The backyard is smaller than she would have liked, as is the sole bathtub. Family baths, a favorite routine, are now on hold. But those deficiencies were offset by the basement exercise room (“I was like, ‘Who am I, with a gym in my house?’”); the radiant-heat floors in the bathroom (“My children are now, like, ‘I can’t live without heated floor, Mommy,’ and I’m, like, ‘Me, too,’”); the central vacuum system (“What a princess I’ve become; I can’t live without this now, either”); and the kitchen’s instant hot-water dispenser.
But Ms. Henggeler was thrilled practically senseless by the foyer, which she has outfitted with a bench and a pillow. “It’s actually my favorite little spot in the house,” she said. “In the house we left in Los Angeles, you walked in and you were immediately in the living room, and that drove me bonkers.”
But wait! There’s more: a mudroom. “I always wanted one,” she said. “I love what people do with them. A mudroom is a functional space, but you can have fun with it.”

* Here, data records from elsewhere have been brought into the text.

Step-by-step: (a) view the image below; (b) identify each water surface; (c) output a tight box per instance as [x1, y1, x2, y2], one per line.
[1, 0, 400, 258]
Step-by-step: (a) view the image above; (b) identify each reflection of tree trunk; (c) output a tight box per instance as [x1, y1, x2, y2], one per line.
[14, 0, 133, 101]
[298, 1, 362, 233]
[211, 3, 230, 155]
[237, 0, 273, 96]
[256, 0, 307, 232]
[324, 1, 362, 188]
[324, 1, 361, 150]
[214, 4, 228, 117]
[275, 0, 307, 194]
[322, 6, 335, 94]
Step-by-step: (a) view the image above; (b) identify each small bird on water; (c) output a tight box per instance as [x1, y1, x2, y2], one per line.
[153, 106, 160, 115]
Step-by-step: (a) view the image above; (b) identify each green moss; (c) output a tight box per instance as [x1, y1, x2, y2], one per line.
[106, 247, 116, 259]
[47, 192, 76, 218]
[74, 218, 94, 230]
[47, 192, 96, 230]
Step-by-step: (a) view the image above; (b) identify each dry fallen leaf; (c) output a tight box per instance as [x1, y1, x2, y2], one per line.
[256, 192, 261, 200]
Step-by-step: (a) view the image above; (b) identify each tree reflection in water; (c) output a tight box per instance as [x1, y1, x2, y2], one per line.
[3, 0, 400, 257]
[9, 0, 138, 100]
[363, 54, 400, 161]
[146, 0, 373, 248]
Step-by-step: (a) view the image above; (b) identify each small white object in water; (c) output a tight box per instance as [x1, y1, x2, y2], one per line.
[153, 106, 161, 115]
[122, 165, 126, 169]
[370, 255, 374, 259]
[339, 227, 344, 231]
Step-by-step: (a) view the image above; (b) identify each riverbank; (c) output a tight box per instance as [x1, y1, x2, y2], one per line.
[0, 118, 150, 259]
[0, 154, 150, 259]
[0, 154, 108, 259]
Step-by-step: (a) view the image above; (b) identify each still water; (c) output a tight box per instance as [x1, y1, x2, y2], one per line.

Her idea of fun, in this case, centers on baskets — on coat hooks, under the bench, holding gloves and scarves and grocery bags. “I have a hard time saying no to a basket,” she said. “It’s probably the thing I bought most of for this house. My attitude is: Let’s make it beautiful.”
Mr. Kohn’s outerwear apparently falls well short of that standard. “Ross wants to hang his jacket in the mudroom, and I tell him to put it in the closet,” Ms. Henggeler said.
Another example of their differing views on décor: He likes a modern look with clean lines, while she gravitates toward old houses and feminine touches. “I came into the relationship with a lot of sparkly things,” she said.
Out of regard for her husband’s feelings, she has designated Georgie’s room her “girlie-girl outlet,” painting it a blush-rose and using it as a repository for treasures from her own childhood, among them a mirror, some books and framed pictures. Ms. Henggeler sums it up nicely: “The room looks like my apartment would look now if I hadn’t married a man who doesn’t want to live in a house with pink.”
But she understands the appeal of a different palette. She loves how the slate-gray walls in the dining room set off the collection of Jim Marshall rock-star photographs she inherited from her godfather.
She says her aesthetic is evolving — though how exactly she isn’t quite sure, apart from moving in the direction of the California-chic look embodied by the designer Jenni Kayne.
She is contemplating the acquisition of a chaise longue for the living room. It will take over the spot that was, until recently, filled by a mattress that she and Mr. Kohn bought for the first home they shared. “We didn’t want to take it to the curb until garbage-collection day, so we put it in here. But our kids loved jumping on it, and it stayed for another seven months,” Ms. Henggeler said.
“At the moment,” she added, “I’m in the there’s-nothing-a-throw-blanket-won’t-fix phase of design.”